My vow of nonviolence naturally extends to Spelunky 2’s humanoid enemies. While I often die within just a few minutes of starting an expedition, the cavemen have been able to carve out lives in this hostile environment. This realisation made any attempt to meet their obvious animosity towards me with deadly force or steal their religious icons feel dirty. They also exhibit behaviour that wasn’t present in the previous games, like carrying around items and even holding casual conversations in the midst of all the chaos, which helps them feel more like living things than obstacles to be beaten to a pulp and sacrificed to Kali. So like the animals, I mostly just let them be. This turns Spelunky into a game of avoidance rather than a complete assault on my surroundings.
Spelunky 2 pacifist runs puts a greater emphasis on your character’s basic bomb and rope tools as well. Sometimes, passages are so small that there’s no avoiding a snake or a caveman that has taken up residence there, which makes forging my own path important to maintaining my fragile grip on life.

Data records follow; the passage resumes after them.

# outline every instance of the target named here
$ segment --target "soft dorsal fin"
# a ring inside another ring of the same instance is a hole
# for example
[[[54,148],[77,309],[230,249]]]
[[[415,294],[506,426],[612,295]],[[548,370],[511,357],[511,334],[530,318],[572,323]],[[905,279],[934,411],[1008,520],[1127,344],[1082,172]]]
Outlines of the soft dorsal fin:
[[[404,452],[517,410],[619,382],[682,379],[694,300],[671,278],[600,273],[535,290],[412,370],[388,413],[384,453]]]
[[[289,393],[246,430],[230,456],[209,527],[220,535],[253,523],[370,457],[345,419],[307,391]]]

And as I haven’t gotten around to forming a good strategy for stealing from the shopkeepers, every chance at buying new equipment must be carefully planned and budgeted.
But there’s another side to playing this way, one I didn’t realise until I was a few runs deep. Spelunky 2, for all its beauty and charm, is still a game about invading an established ecosystem that was doing just fine before you got there. It’s a tale as old as time. The implicit lesson is that the protagonist’s sense of adventure is more important than the people and wildlife that have somehow survived for generations on the moon, of all places. By playing normally, you’re often leaving a trail of broken, bloodied bodies in your wake, which I can’t help but consider a microcosm of human history.
I’m not saying everyone needs to play Spelunky 2 with the transatlantic slave trade or the genocide of indigenous peoples in North America firmly planted in the back of their minds. I understand the importance of video games as tools for both distracting from and coping with the horrors of real life, especially as the world hurtles towards the brink of climate catastrophe and fascist meltdowns. I’m not even sure if it’s possible to adhere to a pacifist ideology in subsequent biospheres; my rare trips to the jungle and industrial zones have been a nightmare, and I’ve often regressed to obliterating everything in my way as soon as I get there.
The self-imposed challenge of leaving the world of Spelunky 2 as I found it has given me new appreciation for the various mechanics and interactions developer Derek Yu and his team at Mossmouth have implemented in the game. It’s their dedication to making each area feel like a living, breathing ecosystem that first put this goal in my mind. Now, I see Spelunky’s levels less linearly and more like a veritable amusement park of secret passages and self-made escape routes. Running headlong into combat is just one strategy, but there are viable alternatives if you just take the time to look.
Maybe I’ve just allowed myself to succumb to the poison of overthinking a simple diversion, but I highly recommend trying to avoid killing the denizens of Spelunky 2, at least for a couple of runs. It makes for a compelling challenge.